Friday, July 10, 2015

A Spark is Lit in HDInsight

A Spark is Lit in HDInsight



By Vinay Shukla
Apache Spark has garnered a lot of developer attention and is often the top of agenda in my customer interactions. Since we announced support for Spark in HDP, we have seen broad customer adoption of our Spark offering. Our customers love Spark for the simplicity of its API, speed of development and the runtime performance. Spark is also democratizing Machine Learning and making it easier and approachable to more developers.
Today Microsoft announced support for Spark in HDInsight – this is a big step towards driving customer adoption for Spark workloads on Hadoop clusters in Azure.

New Spark Features

Apache Spark community is a fast moving one and constantly delivers new improvements. Some of the recent developments in Spark are:
  • DataFrame API
  • ML Pipelines API & Streaming API in PySpark
  • Spark Streaming support for direct Kafka with exactly-once semantics
  • SparkR support
  • ORC support in Spark
The DataFrame API represents tabular data. Here is an example:
DataFrameIAPI
DataFrame API
The table represents employees in various departments. Both the Python RDD example & DataFrame example calculate the average age of employees in various departments. Data Frames are intuitive and much easier to write.
In my customer interactions the most common use cases for Spark are ETL, Data science and Machine learning and interactive SQL and Streaming are also often talked about.

DataScience with Spark

Before Spark, the data sitting in the Data Lake needed to be moved to an edge node for Machine Learning (ML) workloads. Many customers want to process data science and machine learning workloads in their YARN cluster to take advantage of all their data for ML. Spark on YARN enables this use case with it’s data parallel ML algorithms.
A data science workflow starts with asking the question. There are many steps in this non-linear workflow.
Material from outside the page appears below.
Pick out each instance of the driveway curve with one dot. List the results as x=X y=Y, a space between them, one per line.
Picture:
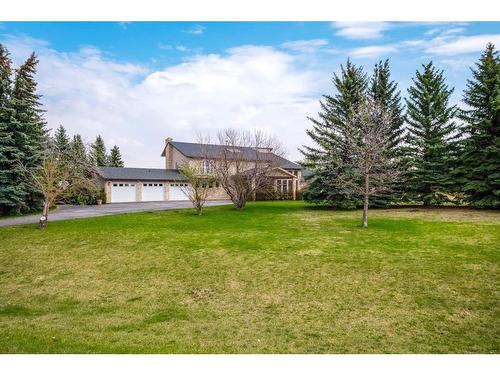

The most common steps are finding the right data set, ETL workflow, feature engineering, model generation, model tuning, and reporting.
Data scientists often use notebook for writing code snippets, data exploration and visualization and for quickly framing the question and going for the answer.
Most data scientist are familiar with iPython Jupyter notebook and Apache Zeppelin is an up and coming notebook. We recently started a blog series on data science with Spark & Apache Zeppelin.

Spark in Azure

Microsoft and Hortonworks have deep engineering ties across much of Hadoop and HDP projects. We have worked closely together to support Apache Spark in HDInsight and are continuing this work to enable more capabilities.
Spark is a fast moving project with new features in each release. For some customers keeping up with this pace becomes a challenge. Spark for Azure HDInsight provides customers a quick means to take advantage of these new features, all with the ease of use and the guaranteed availability on Azure HDInsight.